Dear $LOCALBANK That I Use

Keeping a database of all of your ATM PINs in a clear (or possibly encrypted but easily reversible) text database is not a good idea. I honestly can’t see any use value for this, especially when they won’t tell you what your PIN is even if you have multiple forms of government issued identification.
No thanks; No love

3 comments on "Dear $LOCALBANK That I Use"

  • C says:

    Banks without good security? Pfft, next you’ll say that Mac’s aren’t secure!
    /sarcasm off

  • Dan Weber says:

    On one hand, I was really surprised when Bank Of America/Fleet/BankBoston/BayBank went through some merger and sent me a letter with my PIN in it.
    On the other hand, would one-way encryption really help any? If you get a hold of the encrypted passwords and know the algorithm, even if it’s a custom algorithm and a custom salt for each and every account, it’s trivial to run through the 10^6 combinations.
    (As another aisde: I first set up my account with an 8-digit pin.

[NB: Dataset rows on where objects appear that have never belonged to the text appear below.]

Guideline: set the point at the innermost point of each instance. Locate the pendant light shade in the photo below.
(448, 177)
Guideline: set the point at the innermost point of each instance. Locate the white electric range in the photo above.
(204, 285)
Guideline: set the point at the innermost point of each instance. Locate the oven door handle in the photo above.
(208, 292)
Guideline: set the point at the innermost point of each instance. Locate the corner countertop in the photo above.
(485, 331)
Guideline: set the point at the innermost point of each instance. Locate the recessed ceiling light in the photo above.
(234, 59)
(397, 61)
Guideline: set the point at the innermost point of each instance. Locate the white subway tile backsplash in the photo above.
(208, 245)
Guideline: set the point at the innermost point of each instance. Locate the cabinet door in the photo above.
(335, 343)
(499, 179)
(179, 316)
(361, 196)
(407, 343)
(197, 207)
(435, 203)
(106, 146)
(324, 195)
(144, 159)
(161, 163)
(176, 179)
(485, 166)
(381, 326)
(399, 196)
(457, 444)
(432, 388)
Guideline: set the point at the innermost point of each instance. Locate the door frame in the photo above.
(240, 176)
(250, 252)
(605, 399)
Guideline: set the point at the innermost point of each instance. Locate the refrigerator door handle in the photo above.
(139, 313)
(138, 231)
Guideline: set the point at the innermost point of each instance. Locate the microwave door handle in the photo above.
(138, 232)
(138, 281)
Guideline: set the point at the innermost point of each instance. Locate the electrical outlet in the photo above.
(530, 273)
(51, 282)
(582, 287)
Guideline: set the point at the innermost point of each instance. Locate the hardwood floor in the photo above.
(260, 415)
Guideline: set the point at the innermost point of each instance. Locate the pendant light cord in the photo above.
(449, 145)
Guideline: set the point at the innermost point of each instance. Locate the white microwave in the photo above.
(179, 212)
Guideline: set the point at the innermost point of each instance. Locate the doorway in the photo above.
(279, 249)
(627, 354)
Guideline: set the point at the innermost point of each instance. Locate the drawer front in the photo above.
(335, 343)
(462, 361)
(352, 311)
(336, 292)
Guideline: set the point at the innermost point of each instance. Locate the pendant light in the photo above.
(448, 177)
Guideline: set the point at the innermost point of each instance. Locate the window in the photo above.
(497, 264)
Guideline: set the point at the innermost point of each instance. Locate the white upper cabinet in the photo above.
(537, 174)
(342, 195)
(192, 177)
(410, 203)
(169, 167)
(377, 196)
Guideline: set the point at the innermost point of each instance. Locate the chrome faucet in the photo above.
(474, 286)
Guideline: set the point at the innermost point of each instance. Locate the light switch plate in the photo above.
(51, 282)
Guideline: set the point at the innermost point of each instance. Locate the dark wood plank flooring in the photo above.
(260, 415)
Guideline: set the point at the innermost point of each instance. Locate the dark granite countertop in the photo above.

Classmates pointed out that you only needed the first 4 digits, and sure enough you did. But after one of the mergers, it changed to needing the first six characters, so I had to re-learn the mnemonic I used to set it up, since I hadn’t used characters 5 & 6 in years.

  • Dan Weber says:

    Now I remember that Silvo Micali taught me about probabilistic encryption while I was in grad school, so I’m suitably humbled.
    Although I’m not sure, off hand, that you can combine a one-way hash with probabilistic encryption in a non-ugly way. Might just be a failure of my imagination, though.